After clearing, you will need to re-pair with all your devices.
Multipoint Bluetooth: Connecting to Two Devices at Once
Multipoint Bluetooth lets your earbuds maintain active connections to two devices simultaneously — typically your phone and your laptop, or two phones. When a call comes in on one device, the earbuds switch automatically. When you start a video on the laptop, audio routes there.
Not all earbuds support multipoint. Check the spec sheet for "multipoint" or "simultaneous connection to two devices" before assuming it is available.
The pairing method in the steps above covers the most common implementation. Some earbuds require you to enable multipoint in the companion app first — check the app before following the hardware method.
Switching between connected devices usually happens automatically when one device starts sending audio. If auto-switching does not trigger, manually switch via the companion app, by pausing on one device and pressing play on the other, or using the earbud's multifunction button (varies by brand — check the manual).

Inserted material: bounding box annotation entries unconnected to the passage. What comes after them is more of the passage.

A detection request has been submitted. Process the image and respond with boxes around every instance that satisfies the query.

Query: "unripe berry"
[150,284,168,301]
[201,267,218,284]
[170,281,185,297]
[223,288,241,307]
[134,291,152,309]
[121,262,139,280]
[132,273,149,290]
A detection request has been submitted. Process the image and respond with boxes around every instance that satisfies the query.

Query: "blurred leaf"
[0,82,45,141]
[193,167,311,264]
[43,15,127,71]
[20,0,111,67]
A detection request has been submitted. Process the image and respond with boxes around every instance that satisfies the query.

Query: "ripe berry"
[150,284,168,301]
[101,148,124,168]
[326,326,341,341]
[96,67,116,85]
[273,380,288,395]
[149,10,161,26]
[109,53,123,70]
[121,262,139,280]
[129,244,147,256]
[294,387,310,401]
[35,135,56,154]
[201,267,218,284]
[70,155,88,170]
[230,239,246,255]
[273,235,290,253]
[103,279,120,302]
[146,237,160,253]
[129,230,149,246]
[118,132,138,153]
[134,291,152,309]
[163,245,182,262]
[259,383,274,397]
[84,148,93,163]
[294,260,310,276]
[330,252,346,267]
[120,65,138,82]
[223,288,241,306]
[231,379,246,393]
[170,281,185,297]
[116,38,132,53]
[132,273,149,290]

Troubleshooting: Common Problems and Fixes
Earbuds appear greyed out in Bluetooth settings. A greyed-out device in the scan list means the device was previously paired but is not currently broadcasting. The earbuds need to be in active pairing mode (flashing LED) to connect. Try the button hold to re-enter pairing mode.

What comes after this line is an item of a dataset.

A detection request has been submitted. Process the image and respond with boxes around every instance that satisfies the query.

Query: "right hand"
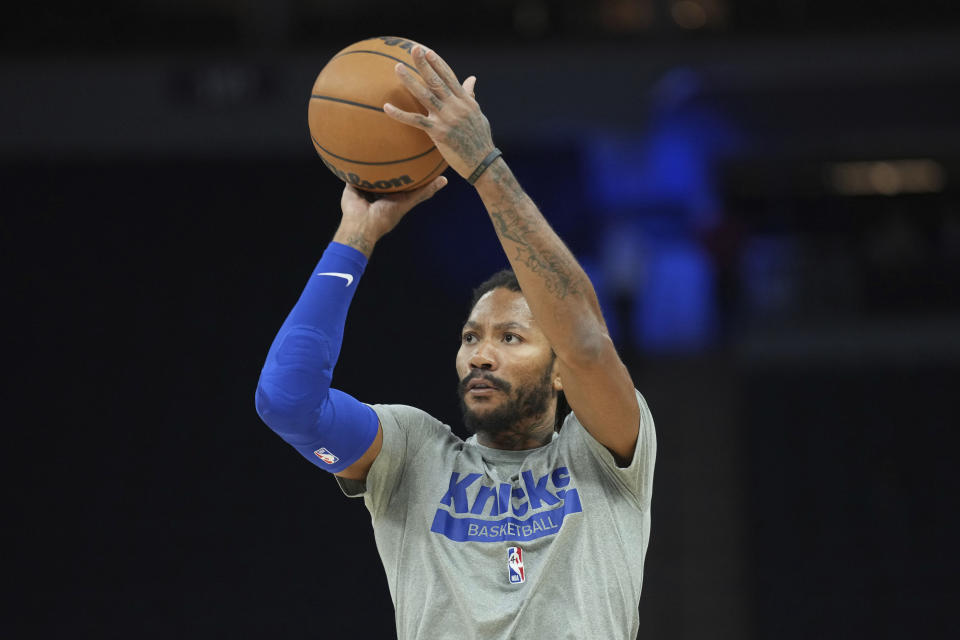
[333,176,447,257]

Earbuds show as connected but no audio plays. The earbuds are connected but not set as the audio output. On iPhone, open Control Centre and tap the AirPlay button (the circle with a triangle), then select your earbuds. On Android, pull down the notification shade and tap the media output icon on the music notification, or check Connected devices in Settings.
Earbuds keep disconnecting. Intermittent disconnection is usually caused by: RF interference (crowded WiFi environments on 2.4GHz), physical obstruction between phone and earbuds (a bag, a coat pocket directly in the signal path), or low battery. Test in an open space first to rule out interference. If the problem persists, check for a firmware update in the companion app — disconnection issues are commonly addressed in firmware patches.

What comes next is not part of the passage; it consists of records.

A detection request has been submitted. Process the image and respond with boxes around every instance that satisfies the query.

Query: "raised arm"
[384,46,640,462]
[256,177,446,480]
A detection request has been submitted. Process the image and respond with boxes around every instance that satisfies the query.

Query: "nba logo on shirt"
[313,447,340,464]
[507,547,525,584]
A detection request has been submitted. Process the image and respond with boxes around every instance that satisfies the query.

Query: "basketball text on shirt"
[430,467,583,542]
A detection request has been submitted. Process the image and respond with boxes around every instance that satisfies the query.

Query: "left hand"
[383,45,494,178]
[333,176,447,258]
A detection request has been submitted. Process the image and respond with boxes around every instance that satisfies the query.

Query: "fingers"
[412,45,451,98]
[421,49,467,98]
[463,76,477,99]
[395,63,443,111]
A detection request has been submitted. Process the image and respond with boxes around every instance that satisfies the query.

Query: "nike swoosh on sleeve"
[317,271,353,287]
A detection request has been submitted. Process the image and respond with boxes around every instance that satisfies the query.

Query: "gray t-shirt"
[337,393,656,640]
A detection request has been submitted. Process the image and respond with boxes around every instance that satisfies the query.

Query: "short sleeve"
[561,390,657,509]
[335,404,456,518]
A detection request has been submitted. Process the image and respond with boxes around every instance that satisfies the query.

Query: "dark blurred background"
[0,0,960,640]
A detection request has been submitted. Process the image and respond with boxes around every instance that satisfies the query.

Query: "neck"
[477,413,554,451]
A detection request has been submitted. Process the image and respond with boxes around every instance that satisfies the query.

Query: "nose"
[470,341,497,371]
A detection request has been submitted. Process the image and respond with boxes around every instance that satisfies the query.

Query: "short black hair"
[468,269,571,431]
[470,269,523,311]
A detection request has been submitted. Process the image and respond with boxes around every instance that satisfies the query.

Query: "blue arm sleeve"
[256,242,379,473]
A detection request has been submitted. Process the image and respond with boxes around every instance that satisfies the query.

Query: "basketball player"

One earbud not working after pairing. Put both earbuds back in the case for 30 seconds, then take them out. The case re-syncs the left and right units. If one earbud still does not connect, confirm both charge correctly — both indicator lights should show charge in the case.
Earbuds connected but sound quality is very low. The earbuds likely connected via Hands-Free Profile (HFP) rather than A2DP. HFP is for calls and uses compressed, lower-quality audio. Disconnect, close any open call apps, and reconnect to let the phone negotiate the correct audio profile.
After Pairing: What to Set Up Next
Once paired, a few things are worth configuring:
Download the companion app. Most earbuds have a companion app (Soundcore, Sony Headphones Connect, Jabra Sound+, etc.) that unlocks EQ settings, ANC adjustment, touch control remapping, and firmware updates. The earbuds work without the app, but you are missing features.
Check for firmware updates. New earbuds often ship with firmware that is several versions old. Updates fix bugs, improve ANC, and add features. The companion app handles this automatically on most platforms.
Set your preferred codec. On Android, confirm the codec is active via Settings > Developer options > Bluetooth audio codec. The improvement over SBC is measurable on earbuds that support aptX or LDAC.
Configure touch controls. Many earbuds let you remap tap gestures to different functions — volume control, track skip, ANC toggle, voice assistant. Spend five minutes in the app customising this and the earbuds become significantly more useful day-to-day.
Bluetooth pairing is supposed to be effortless and occasionally is not. When it fails, the fix is almost always one of the items above. Once initial pairing is done, reconnecting is automatic — the earbuds and phone recognise each other within seconds of leaving the case.